All of the work to shadows is finally done (I think), and merged onto head. It'll appear in Conary 0.13, which should be out soon. We're waiting for Dave to finish some use flag reworking and we should be good to go. I don't doubt that shadows will be enhanced as people start playing with them. I just implemented the minimal structure for now. It's a pretty small patch all things considered; it's made me quite happy about the basic design of Conary.
Shadows are primarily a way of tracking changes to a package. Say you wanted to make a couple of changes to (say, building gcc without --enable-threads=posix). We'll start the shadow from 3.3.3-11 (normally you'd start at head, but I want to show how we track as well, and we need something newer to track to.
cvc shadow localhost@my:shadow /conary.specifix.com@spx:linux/3.3.3-11 gcc:source
Now that the shadow exists, checkout the shadowed recipe and make the change.

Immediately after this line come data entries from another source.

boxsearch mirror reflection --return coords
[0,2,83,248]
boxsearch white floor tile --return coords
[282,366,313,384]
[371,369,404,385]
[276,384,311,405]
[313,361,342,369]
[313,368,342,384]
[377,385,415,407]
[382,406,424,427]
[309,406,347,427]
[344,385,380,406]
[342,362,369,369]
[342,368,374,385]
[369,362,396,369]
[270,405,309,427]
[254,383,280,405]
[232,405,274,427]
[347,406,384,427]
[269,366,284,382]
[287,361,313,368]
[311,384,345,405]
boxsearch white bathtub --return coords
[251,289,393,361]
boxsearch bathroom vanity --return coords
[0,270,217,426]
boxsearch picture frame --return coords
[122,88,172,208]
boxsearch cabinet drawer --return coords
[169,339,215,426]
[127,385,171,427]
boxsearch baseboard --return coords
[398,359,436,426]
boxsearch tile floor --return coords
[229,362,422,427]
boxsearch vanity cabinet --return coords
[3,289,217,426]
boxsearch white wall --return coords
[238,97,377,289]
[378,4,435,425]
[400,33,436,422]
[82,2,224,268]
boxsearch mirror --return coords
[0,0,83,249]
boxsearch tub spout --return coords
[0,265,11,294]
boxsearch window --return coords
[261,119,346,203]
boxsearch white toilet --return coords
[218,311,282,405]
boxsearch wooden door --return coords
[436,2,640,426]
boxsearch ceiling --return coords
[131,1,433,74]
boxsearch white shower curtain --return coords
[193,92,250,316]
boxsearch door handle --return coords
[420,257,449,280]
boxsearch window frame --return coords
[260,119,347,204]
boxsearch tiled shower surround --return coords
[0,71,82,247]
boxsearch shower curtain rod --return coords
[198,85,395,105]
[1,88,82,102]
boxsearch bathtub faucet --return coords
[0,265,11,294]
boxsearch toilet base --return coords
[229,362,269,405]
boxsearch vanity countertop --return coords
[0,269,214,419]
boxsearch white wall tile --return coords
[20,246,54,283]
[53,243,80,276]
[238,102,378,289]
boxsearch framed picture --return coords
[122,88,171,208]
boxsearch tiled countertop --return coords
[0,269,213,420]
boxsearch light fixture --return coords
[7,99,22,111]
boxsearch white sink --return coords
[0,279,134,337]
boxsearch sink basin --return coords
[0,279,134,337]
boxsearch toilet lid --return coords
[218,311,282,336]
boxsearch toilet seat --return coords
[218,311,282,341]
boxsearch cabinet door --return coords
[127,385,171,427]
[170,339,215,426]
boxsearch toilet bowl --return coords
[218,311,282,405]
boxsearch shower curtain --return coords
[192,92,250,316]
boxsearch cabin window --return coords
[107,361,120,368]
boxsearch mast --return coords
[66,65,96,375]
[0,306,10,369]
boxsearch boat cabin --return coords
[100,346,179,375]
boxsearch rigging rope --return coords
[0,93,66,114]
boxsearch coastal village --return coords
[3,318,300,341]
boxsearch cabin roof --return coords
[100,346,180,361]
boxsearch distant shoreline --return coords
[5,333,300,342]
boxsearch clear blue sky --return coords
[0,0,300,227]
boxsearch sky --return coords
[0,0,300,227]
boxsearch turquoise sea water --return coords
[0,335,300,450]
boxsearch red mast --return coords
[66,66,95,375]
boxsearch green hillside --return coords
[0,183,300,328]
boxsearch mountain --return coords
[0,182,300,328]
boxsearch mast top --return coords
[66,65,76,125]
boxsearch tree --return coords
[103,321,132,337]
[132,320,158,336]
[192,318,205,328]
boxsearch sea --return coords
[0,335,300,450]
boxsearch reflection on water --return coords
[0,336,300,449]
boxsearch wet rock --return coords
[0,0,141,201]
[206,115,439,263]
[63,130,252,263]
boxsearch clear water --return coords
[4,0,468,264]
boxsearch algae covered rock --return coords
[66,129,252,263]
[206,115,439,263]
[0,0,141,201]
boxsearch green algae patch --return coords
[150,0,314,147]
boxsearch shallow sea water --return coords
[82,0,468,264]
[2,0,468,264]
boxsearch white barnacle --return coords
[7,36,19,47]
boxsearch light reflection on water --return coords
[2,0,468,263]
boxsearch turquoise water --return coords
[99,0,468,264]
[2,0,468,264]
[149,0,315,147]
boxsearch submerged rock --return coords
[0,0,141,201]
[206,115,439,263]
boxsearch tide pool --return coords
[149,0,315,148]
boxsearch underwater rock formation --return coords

cvc checkout gcc=localhost@my:shadow cd gcc vi gcc.recipe cvc commit --message "modified version with --enable-threads removed" conary rq gcc:source=localhost@my:shadow
See that the version of gcc:source is 3.3.3-11.1? The .1 means that there is one change on the shadow. Now, how would you merge this with 3.3.3-12? That's easy.
cvc merge cvc diff
See how the original change was preserved? Now do a commit:
cvc commit --message "merged with 3.3.3-12" conary rq gcc:source=localhost@my:shadow
And you'll see 3.3.3-12.1 is the new version. Cool, huh?